Troubleshooting is all about finding the root cause of an issue in a timely fashion. However, the challenge revolves around priorities, especially if remediation has already resolved the issue and everyone has moved on because of time and resource limitations. Virtualization troubleshooting can add layers of complexities to an already stressful situation. And no IT professional has time for complexity. So, the question is: How can a data center professional not get stuck wasting valuable time and resources while shooting blanks at IT troubles?
Three troubleshooting scenarios in practice
By and large, there are three scenarios when it comes to reducing the troubleshooting radius. Keep in mind that I’m making the assumption that a proper monitoring tool is already in place, as well as a proper troubleshooting process and protocol, since it is best practice to do so with discipline and rigor. The three scenarios are:
- When you have some insights and experience with the incident at hand. For instance, as a process or service fails, you have existing baseline data as well as expectation of service level performance to rely on.
- When you have no existing knowledge or experience with the incident. In this case, you have to leverage your expertise to reduce the troubleshooting radius as quickly as possible and rule out false positives.
- When you leverage an existing knowledge base of known best practices to help shoulder the load. Going this route means you still have to do your due diligence to make sure you can trust and verify the dependability and adaptability of the recommendations engine to your unique environment.
Tackling scenario #1: Alerts-based thresholding
Addressing the first troubleshooting scenario requires a method that relies on alert-based performance counter thresholds to narrow the troubleshooting radius. Performance data should cover the application as well as the relevant underlying physical subsystems — compute, memory, storage, and network, along with their virtualized equivalents.
Active alerts can be used to proactively mitigate trouble spot risks, especially in well-understood application stacks. Well-understood applications are defined as applications that behave consistently in their performance trends with bounded existing performance baselines and thresholds. In this case, any alerts that arise can be dealt with using the experience of previous behavior as the guide to root cause the incident.
Tackling scenario #2: I got NULL
The second scenarios arise when it’s the first time an incident has been observed. There is not enough information to positively root cause the issue.
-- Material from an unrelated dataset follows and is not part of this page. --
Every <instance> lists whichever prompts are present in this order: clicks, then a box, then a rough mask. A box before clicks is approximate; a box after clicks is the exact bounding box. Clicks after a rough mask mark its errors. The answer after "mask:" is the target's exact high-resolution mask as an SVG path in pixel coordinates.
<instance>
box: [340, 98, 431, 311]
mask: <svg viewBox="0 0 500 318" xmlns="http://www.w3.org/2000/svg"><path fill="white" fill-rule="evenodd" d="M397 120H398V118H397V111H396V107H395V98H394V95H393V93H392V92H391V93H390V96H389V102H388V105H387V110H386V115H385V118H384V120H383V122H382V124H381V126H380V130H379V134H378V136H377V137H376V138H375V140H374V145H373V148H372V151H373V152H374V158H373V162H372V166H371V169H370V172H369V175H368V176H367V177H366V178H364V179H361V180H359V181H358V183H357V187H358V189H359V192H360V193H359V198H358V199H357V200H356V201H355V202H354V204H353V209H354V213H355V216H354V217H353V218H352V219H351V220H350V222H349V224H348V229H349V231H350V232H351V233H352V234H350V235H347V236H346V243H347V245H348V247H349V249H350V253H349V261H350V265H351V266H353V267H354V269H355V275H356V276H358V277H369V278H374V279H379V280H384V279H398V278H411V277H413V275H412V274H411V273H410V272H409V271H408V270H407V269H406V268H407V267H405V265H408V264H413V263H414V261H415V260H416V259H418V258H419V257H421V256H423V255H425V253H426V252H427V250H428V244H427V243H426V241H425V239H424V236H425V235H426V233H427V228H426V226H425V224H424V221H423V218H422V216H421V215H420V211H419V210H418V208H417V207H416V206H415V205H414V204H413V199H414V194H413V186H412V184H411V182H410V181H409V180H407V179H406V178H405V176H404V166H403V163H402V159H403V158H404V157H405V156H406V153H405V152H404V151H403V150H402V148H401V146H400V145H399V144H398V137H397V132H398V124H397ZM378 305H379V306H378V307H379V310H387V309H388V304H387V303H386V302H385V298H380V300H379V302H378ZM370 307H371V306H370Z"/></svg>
To deal with this scenario, leveraging time series performance data that can be correlated across multiple layers and connections of the application stack is key to quickly understanding the root cause of the problem. But what if you don’t have access to all the information? This is where a proper toolset can help you not only aggregate and visualize key performance indicators, but also allow you to share and collaborate with other subject matter experts in their respective areas of expertise.
Tackling scenario #3: Recommendations that are trusted because they’re verified
Troubleshooting is time consuming and time is a resource that IT professionals cannot afford to squander. Therefore, the third troubleshooting scenario can be considered one in which assistance is provided via a recommendations engine. Recommendations engines leverage existing knowledge bases and known best practices while being able to tailor the strategies and policies to fit your unique environments. This allows you to quickly troubleshoot your environment without having to do the heavy lifting yourself. Just remember to verify the policies and recommendations, because every environment is unique.
In summary, troubleshooting can be a laborious and complex job, but using proper data center monitoring that allows you to leverage proactive alerts, correlated time-series performance data, and a recommendations engine will provide you with the discipline and rigor needed to quickly surface the root cause from all the troubled noise.